Local substitute teachers get pay raise

Photo courtesy ClipArt

Substitute teachers of the Leon County School District can expect to be paid $14 per hour. This marks the second time in three years that LCSD has increased substitute teacher wages.

Prior to the initial raise, substitute wages remained dormant at $10 per hour for over a decade.

Teachers played a crucial role in starting the discussion to increase the overall budget in order to raise substitutes pay within the county.  However, the school board did not have to approve the new wage.

“This grew out of a conversation with our teachers,” said School District Communication Coordinator Chris Petley.  “They reported to us that there were not enough substitutes for them to take their leave for sick days because their classes would not be covered.” 

When asked about the overall budget, Petley ensured that the proper funds have been set aside to not only maintain current public-school departments, but to raise substitutes’ pay.

“We don’t anticipate having to cut funding in other departments,” said Petley.  “We should have this in the budget for this year and next.”

An estimate of $250,000 is what is needed to fulfill the pay raise. 

Compared to counties at the opposite end of the state like Miami-Dade, Leon County substitutes will now earn as much as a substitute teacher with a bachelor’s degree; rounding out to $84 a day.  

Myqueal Lewis, a social work scholar with a focus in adolescence development emphasized the number of substitutes in the classroom that don’t have a degree.

“When you look at the statistics, usually these are individuals who don’t have a degree in education or have a whole heart desire to teach or educate the youth,” said Lewis.  “So, you ask yourself: Do they really deserve the increased pay?”

Lewis also made note that these are everyday people trying to make a living just like every other working class American.

As the salary increases, so do the expectations.  LCSD is in search of high-quality substitutes that can fulfill the duties needed in a teacher’s absence and still provide a decent quality of learning for students.  
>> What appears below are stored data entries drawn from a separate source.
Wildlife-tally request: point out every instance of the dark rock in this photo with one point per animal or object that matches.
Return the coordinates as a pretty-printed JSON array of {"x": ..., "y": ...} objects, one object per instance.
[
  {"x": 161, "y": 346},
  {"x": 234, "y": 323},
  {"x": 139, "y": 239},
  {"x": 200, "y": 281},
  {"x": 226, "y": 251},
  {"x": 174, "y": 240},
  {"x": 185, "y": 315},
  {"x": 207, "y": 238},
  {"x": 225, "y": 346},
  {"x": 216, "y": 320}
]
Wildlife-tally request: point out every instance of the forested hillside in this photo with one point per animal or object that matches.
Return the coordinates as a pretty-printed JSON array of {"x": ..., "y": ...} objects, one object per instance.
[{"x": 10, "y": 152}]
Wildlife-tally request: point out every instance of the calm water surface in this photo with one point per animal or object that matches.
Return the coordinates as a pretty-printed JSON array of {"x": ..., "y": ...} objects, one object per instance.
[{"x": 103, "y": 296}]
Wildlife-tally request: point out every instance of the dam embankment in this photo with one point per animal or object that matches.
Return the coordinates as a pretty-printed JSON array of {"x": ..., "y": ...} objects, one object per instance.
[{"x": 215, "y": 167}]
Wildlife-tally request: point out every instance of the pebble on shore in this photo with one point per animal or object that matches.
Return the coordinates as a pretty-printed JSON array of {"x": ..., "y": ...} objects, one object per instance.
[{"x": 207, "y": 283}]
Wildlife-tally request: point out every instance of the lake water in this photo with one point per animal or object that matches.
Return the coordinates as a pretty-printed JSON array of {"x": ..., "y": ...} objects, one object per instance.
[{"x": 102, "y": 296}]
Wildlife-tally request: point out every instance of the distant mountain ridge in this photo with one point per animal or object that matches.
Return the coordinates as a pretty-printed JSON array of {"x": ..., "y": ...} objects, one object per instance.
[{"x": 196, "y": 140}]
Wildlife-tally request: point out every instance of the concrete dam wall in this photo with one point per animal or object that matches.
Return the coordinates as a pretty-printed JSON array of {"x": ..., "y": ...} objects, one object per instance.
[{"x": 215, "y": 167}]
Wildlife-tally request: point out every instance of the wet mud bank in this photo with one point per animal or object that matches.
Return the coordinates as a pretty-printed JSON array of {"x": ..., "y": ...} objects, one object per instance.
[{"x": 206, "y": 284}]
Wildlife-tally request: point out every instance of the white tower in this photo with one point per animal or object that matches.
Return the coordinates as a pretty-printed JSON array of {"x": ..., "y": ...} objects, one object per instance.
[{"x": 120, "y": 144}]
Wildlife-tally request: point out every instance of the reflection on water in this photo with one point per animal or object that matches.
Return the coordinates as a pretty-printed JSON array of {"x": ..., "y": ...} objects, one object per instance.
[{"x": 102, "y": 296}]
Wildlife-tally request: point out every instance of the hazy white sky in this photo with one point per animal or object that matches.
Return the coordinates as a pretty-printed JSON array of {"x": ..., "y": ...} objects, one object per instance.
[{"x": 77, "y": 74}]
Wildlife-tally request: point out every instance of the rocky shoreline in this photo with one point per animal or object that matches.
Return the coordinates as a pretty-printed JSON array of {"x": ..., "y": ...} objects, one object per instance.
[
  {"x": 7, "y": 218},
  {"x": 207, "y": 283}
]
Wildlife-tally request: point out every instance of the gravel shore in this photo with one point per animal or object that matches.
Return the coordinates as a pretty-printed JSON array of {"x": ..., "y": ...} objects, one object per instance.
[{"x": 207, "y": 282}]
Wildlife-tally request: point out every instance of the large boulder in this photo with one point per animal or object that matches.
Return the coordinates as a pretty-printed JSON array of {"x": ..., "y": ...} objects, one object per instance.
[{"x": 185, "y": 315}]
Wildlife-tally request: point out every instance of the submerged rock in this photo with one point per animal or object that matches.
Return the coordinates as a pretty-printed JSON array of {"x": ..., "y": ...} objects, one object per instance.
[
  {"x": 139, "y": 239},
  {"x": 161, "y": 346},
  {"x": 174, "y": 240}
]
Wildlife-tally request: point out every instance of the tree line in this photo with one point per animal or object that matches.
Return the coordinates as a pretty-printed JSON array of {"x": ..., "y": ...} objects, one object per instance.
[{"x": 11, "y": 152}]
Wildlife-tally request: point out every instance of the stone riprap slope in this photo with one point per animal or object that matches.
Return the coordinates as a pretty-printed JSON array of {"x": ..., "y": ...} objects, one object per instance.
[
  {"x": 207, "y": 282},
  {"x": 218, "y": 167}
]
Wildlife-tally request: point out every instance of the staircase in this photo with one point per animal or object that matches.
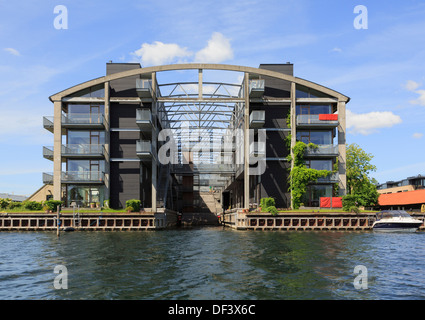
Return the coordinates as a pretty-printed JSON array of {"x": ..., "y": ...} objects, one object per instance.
[{"x": 205, "y": 213}]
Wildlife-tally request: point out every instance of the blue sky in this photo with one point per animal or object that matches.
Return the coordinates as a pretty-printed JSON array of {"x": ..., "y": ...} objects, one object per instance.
[{"x": 381, "y": 68}]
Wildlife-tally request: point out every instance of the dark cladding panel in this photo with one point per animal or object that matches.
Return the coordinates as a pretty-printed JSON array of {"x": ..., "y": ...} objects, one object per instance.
[
  {"x": 125, "y": 182},
  {"x": 123, "y": 144},
  {"x": 275, "y": 87},
  {"x": 123, "y": 115},
  {"x": 125, "y": 87}
]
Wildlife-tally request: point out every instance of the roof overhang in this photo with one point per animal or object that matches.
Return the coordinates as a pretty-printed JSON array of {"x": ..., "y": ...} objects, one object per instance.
[{"x": 147, "y": 72}]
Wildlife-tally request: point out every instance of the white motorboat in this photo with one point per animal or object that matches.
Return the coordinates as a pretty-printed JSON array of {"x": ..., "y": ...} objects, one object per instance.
[{"x": 396, "y": 220}]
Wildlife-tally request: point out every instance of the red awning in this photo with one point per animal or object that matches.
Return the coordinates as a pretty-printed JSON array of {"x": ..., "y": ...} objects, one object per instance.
[
  {"x": 402, "y": 198},
  {"x": 328, "y": 117}
]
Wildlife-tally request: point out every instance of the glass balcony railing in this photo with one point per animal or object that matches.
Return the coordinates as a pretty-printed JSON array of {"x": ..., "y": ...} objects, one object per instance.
[
  {"x": 70, "y": 177},
  {"x": 144, "y": 88},
  {"x": 77, "y": 120},
  {"x": 83, "y": 119},
  {"x": 322, "y": 150},
  {"x": 317, "y": 120},
  {"x": 77, "y": 150},
  {"x": 331, "y": 178}
]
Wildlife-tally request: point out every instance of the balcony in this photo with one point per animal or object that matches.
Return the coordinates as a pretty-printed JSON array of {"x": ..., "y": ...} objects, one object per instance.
[
  {"x": 77, "y": 121},
  {"x": 257, "y": 119},
  {"x": 256, "y": 88},
  {"x": 322, "y": 150},
  {"x": 257, "y": 149},
  {"x": 83, "y": 121},
  {"x": 333, "y": 177},
  {"x": 47, "y": 178},
  {"x": 48, "y": 123},
  {"x": 144, "y": 150},
  {"x": 144, "y": 88},
  {"x": 144, "y": 119},
  {"x": 80, "y": 151},
  {"x": 323, "y": 121},
  {"x": 76, "y": 177}
]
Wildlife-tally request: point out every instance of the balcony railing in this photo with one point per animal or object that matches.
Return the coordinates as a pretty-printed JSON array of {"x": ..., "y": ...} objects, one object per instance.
[
  {"x": 144, "y": 88},
  {"x": 257, "y": 118},
  {"x": 48, "y": 123},
  {"x": 83, "y": 119},
  {"x": 256, "y": 88},
  {"x": 322, "y": 150},
  {"x": 144, "y": 119},
  {"x": 317, "y": 120},
  {"x": 144, "y": 149},
  {"x": 77, "y": 151},
  {"x": 331, "y": 178},
  {"x": 47, "y": 178}
]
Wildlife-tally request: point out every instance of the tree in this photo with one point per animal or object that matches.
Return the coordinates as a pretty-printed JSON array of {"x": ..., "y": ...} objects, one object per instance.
[{"x": 359, "y": 183}]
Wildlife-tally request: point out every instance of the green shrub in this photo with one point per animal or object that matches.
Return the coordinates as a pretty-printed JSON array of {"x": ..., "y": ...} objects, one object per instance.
[
  {"x": 4, "y": 203},
  {"x": 354, "y": 209},
  {"x": 135, "y": 204},
  {"x": 265, "y": 203},
  {"x": 15, "y": 204},
  {"x": 272, "y": 210},
  {"x": 53, "y": 204},
  {"x": 32, "y": 205}
]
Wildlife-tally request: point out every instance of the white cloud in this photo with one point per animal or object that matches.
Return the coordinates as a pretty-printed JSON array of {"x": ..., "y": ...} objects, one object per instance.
[
  {"x": 160, "y": 53},
  {"x": 217, "y": 50},
  {"x": 13, "y": 51},
  {"x": 417, "y": 135},
  {"x": 367, "y": 123}
]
High school teacher John Campbell prays for only the best substitutes that cover his classroom with a love of students and education, not just money.  Even more so, Campbell pursues young and upcoming educators in college. He feels as if his students are left in good hands and is giving practice to the next generation of educators.

“If you can find college students who are majoring in education: one, its money for them and two, it’s experience,” said Campbell.  “When you can find those college students who are doing it because of those reasons, you basically found yourself a powerhouse substitute.”

The number of substitute teachers available in Leon County has dropped tremendously.  From a call pool that was once filled with over 1,000 substitutes, now sits at 555. With a new wage available, school board members and teachers continue to keep their fingers crossed for a quick turnaround.